Chào các bạn! Vì nhiều lý do từ nay Truyen2U chính thức đổi tên là Truyen247.Pro. Mong các bạn tiếp tục ủng hộ truy cập tên miền mới này nhé! Mãi yêu... ♥

4: Suka

Pagi yang cerah, meja bundar terisi beberapa menu sarapan, aroma manis dari semur ayam menguar menggelitik indera penghidu, satu kursi dari empat yang mengelilingi meja masih kosong. Tiga lainnya sudah terisi oleh sepasang suami-isteri dan satu putrinya yang masih belum memulai makan karena menunggu sang adik.

"Kita mulai aja, ya?" tanya Bunga pada Vrinn. "Nanti Nai bisa nyusul."

Vrin merasa tidak enak membuat mama dan papanya ikutan menunggu, tetapi ia tidak mungkin meninggalkan Nai sendirian. Mereka mempunyai kebiasaan makan bersama, sebelum makan akan berdoa bersama juga. Bara, papanya, sudah berulangkali mengecek arloji di pergelangan tangan tanda bahwa ia memperhatikan waktu yang semakin menipis. Perempuan itu hampir menyetujui permintaan sang Mama dengan berat hati, tetapi tiba-tiba Nai muncul menarik kursi kosong di sebelahnya dan duduk.

Dari penampakannya adiknya itu kelihatan terlambat bangun lagi, rambutnya hanya diikat asal, bajunya tidak dimasukkan, kerah bajunya bahkan tidak tertekuk dengan seharusnya. Tangan Vrinn gatal ingin membantu merapikan, ia menahan diri. Bara akhirnya membawakan doa sebelum sarapan, semuanya sontak menutup mata dan menyatukan kedua tangan.

"Amin."

Nai mengambil sepotong paha ayam ke piringnya dan makan dengan lahap, itu semua tak lepas dari pandangan ketiga orang di sana.

"Kamu jangan kebiasaan bangun kesiangan terus," kata Bunga ketika menunggu giliran mengambil lauk, sebagai orang mama, ia kebiasaan akan memberikan anak-anak dan suaminya mengambil lebih dulu. "Kasihan Kakak dan Papa harus menunggu, mereka bisa ikutan telat."

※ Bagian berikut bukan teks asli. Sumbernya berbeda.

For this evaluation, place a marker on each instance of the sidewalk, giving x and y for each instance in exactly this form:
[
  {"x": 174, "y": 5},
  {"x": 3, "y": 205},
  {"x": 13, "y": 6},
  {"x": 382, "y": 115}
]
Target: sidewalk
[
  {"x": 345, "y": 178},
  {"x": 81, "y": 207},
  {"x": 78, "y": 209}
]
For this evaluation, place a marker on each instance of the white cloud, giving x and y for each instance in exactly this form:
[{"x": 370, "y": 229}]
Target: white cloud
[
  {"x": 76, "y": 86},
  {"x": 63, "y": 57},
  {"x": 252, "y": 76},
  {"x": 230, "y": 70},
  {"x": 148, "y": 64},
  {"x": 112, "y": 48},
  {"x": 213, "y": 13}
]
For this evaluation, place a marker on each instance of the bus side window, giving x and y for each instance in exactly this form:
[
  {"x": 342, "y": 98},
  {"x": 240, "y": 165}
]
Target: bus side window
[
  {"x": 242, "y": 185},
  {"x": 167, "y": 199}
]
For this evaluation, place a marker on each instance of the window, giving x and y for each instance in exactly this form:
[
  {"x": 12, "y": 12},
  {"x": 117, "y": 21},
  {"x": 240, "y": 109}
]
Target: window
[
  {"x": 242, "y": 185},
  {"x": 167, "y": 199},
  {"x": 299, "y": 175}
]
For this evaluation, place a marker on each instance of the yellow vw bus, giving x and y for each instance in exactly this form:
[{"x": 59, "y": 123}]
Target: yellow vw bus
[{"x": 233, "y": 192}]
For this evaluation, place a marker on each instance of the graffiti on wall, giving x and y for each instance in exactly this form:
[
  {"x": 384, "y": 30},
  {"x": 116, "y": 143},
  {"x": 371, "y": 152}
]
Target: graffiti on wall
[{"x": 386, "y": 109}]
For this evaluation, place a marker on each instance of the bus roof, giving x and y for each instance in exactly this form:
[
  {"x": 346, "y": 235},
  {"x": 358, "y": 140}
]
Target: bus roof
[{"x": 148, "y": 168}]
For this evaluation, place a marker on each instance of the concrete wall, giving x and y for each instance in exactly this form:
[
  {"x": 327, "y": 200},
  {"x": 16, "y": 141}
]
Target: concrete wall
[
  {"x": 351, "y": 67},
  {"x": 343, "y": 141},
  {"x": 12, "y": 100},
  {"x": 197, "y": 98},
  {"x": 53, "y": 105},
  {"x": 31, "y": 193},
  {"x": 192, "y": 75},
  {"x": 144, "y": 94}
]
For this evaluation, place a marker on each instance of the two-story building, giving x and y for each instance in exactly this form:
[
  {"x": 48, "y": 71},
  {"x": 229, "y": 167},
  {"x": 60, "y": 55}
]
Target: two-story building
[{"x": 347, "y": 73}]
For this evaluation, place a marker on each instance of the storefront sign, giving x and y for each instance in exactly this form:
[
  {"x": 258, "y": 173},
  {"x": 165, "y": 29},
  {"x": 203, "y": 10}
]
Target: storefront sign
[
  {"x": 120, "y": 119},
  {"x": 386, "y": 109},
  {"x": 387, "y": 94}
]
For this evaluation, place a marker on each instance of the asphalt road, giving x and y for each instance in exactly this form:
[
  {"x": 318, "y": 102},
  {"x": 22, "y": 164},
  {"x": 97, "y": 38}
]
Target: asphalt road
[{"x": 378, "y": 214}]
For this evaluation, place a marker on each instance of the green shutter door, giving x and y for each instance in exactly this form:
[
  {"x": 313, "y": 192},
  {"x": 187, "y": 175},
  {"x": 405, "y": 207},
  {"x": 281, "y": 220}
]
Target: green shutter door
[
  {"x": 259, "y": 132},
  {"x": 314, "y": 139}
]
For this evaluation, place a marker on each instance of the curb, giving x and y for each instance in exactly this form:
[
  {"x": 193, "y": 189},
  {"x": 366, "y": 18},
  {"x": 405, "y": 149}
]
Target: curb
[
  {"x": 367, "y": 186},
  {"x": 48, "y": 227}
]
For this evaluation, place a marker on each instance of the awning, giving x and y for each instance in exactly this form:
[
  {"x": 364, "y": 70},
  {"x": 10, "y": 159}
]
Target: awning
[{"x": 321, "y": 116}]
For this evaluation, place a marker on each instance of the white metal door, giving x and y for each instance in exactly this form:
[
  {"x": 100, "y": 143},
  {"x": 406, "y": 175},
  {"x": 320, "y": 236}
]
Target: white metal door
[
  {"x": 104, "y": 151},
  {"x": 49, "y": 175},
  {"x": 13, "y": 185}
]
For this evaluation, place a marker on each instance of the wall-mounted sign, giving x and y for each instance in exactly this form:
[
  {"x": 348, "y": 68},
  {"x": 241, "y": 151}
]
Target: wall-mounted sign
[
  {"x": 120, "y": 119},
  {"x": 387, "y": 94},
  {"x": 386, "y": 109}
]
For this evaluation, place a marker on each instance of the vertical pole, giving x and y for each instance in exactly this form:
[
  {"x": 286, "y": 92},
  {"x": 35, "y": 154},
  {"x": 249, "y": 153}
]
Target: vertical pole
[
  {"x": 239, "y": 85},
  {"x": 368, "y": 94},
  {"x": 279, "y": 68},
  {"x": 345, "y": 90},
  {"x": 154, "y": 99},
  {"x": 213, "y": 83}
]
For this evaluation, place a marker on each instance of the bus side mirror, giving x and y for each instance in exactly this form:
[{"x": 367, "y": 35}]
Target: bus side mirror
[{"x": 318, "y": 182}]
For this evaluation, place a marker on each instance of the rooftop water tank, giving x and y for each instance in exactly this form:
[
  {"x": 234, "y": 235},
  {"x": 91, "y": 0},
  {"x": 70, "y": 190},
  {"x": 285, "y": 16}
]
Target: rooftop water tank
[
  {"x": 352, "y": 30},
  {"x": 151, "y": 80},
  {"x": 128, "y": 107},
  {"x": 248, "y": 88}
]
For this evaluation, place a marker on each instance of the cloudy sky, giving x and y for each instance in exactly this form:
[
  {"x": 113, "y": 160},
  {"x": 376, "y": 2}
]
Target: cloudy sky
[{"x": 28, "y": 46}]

Anaknya itu mendengus, tidak terlalu peduli dengan perkataan mamanya, ia malah fokus menyantap makanan di depannya. Sangat nikmat, ia sampai tambah lagi. Bunga memang paling jago urusan mengolah daging ayam.

"Kamu dengar kata mama, nggak?"

Nai hanya mengangguk, ia mulai menggigit paha keduanya, daging empuk dengan bumbu yang meresap hingga tulang-tulang. Manis gurih rempah memanjakan lidahnya. Begitu paha itu tinggal tulang, tangannya terulur untuk mengambil satu potong daging lagi. "Enak banget masakan Mama, besok buat lagi ya," pintanya.

Antara senang dan jengkel, Nai tidak mendengarkan nasihatnya tapi memuji masakannya. Bunga akhirnya hanya bisa mengembuskan napas panjang, merasa mungkin tidak tepat mengomel lebih banyak saat makan.

Di sampingnya Bara sudah selesai dengan makanannya, mengambil selembar tisu lalu mengelap mulut. "Vrinn berangkat sama Papa, kan?" tanya pria itu menatap putri sulungnya itu.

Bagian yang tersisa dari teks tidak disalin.